In Swish’s day, members wanting a loan filled out an application, which a credit committee would then approve or deny. But when the credit committee denied an application Swish thought should’ve been approved, he would often take matters into his own hands. He would slip the denied application back at the bottom of the committee’s stack, and when they unwittingly revisited the application again later in the day, they often approved it. He frequently co-signed loans himself when others wouldn’t, citing the low-risk: the borrowers were TVA career employees, who would be signing up for payroll deduction. In many cases, he knew them personally.
Years later, Dick Swisher would run into people who shared stories about his dad’s insistent helpfulness: They would apply for a $1,200 loan for a car, but Swish would press them to take $1,500 instead, just in case.
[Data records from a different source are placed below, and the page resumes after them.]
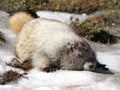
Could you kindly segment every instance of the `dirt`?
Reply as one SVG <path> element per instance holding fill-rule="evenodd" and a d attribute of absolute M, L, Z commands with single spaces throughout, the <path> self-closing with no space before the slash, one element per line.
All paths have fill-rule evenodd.
<path fill-rule="evenodd" d="M 120 2 L 119 0 L 0 0 L 0 9 L 9 13 L 52 10 L 89 14 L 101 10 L 120 9 Z"/>
<path fill-rule="evenodd" d="M 120 10 L 110 10 L 92 15 L 84 22 L 71 23 L 73 30 L 80 36 L 103 44 L 120 42 Z"/>

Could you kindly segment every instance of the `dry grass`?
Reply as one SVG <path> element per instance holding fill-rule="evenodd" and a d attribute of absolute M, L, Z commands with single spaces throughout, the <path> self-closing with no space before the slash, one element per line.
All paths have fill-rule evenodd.
<path fill-rule="evenodd" d="M 0 0 L 0 9 L 11 13 L 38 10 L 92 13 L 105 9 L 120 9 L 120 2 L 119 0 Z"/>
<path fill-rule="evenodd" d="M 114 44 L 120 41 L 120 10 L 111 10 L 93 16 L 84 22 L 78 20 L 71 23 L 73 30 L 91 41 Z"/>

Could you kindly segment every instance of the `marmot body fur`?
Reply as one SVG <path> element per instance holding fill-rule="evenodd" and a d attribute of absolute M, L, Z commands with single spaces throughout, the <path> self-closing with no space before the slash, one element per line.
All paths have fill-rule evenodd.
<path fill-rule="evenodd" d="M 21 62 L 31 59 L 33 67 L 43 71 L 93 70 L 98 63 L 90 45 L 66 24 L 48 19 L 33 19 L 20 12 L 10 20 L 18 34 L 16 54 Z"/>

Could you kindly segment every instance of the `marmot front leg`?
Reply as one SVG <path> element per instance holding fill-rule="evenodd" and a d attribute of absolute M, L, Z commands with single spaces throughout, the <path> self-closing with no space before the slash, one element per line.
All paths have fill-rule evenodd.
<path fill-rule="evenodd" d="M 33 54 L 32 64 L 33 67 L 45 72 L 53 72 L 59 69 L 56 65 L 53 64 L 50 58 L 38 52 Z"/>
<path fill-rule="evenodd" d="M 33 67 L 30 59 L 26 59 L 25 61 L 21 62 L 19 58 L 13 58 L 10 63 L 6 64 L 11 67 L 23 69 L 25 71 L 28 71 Z"/>

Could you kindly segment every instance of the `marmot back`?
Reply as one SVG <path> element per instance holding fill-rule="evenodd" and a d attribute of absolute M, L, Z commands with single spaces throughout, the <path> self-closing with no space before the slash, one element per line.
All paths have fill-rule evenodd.
<path fill-rule="evenodd" d="M 9 24 L 11 29 L 15 34 L 18 34 L 23 25 L 28 22 L 29 20 L 32 20 L 33 17 L 25 12 L 18 12 L 15 13 L 13 16 L 9 19 Z"/>
<path fill-rule="evenodd" d="M 20 22 L 14 21 L 20 17 Z M 94 51 L 68 25 L 32 17 L 22 21 L 26 17 L 27 14 L 15 14 L 10 19 L 14 31 L 21 30 L 16 39 L 16 54 L 21 62 L 31 59 L 33 67 L 47 72 L 56 69 L 93 70 L 96 67 L 98 62 Z"/>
If it was still too much, Swish would urge them to use the extra to take vacation with their family.
“It was that sort of atmosphere that my father engendered,” said Dick Swisher. “He knew these people, and he liked them and he wanted to help them. And I think that's the atmosphere that existed in creating.”
Once a month, Swish would come home with a box of printed newsletters he had put together. His family would sit at the kitchen table and help him fold and stuff the letters into envelopes to send to all of the credit union members.
Filled with interesting factoids, member updates, practical financial tips for different areas of life (annual college tuition in 1970: $1,500) and witticisms urging common-sense spending (“People get into debt to keep up with those who already are”), Swisher’s newsletters provided snapshots into the financial life and personality of the credit union as it evolved and helped members navigate holidays, economic crises, and changing technology. A 1969 newsletter warns about the risks of the “new credit card scheme,” and encourages members against impulse buying.
One 1970 letter included a list of random facts called “Potpourri”: the list detailed the credit union’s $11 million assets, alongside the prediction that by 2000, “airbuses” would shuttle people from New York to London in 30 minutes. Another included a rhyme, under the title “Happy Little Tune”: “Here’s a song you can hum to yourself the next time you need extra money. The tune is “Home on the Range: Oh give me a loan — where the money’s our own — and the in’trest is never too high...where insurance is giv’n — in case I’m not livin’ — my kin folk won’t pay if I die.”
The 1973 newsletter describes a major highlight: the retirement party for Swish, where “over 500 people came by to wish ‘Swish’ the very best.”
Over the years, annual newsletters and reports would continue to usher members through changing times as the credit union expanded outside the TVA in the 1980s; opened suburban branches as the downtown sector declined; opened its first ATM called “Capt’n Hoot”; changed its name in 1994; transitioned into online banking in the late 1990s; prepared for Y2K in 1999; weathered the financial crisis in 2008; expanded and moved offices and downtown Chattanooga revived again; and during that entire time, continued to open branches throughout the region. By 2018, the credit union served 135,000 members across 13 counties.
Dick Swisher, who raised his own family in Chattanooga and served on the credit union board in the 1980s, has been able to witness the credit union’s transformation alongside the city’s. He still senses a spirit about the credit union that reminds him of his dad, and those early days.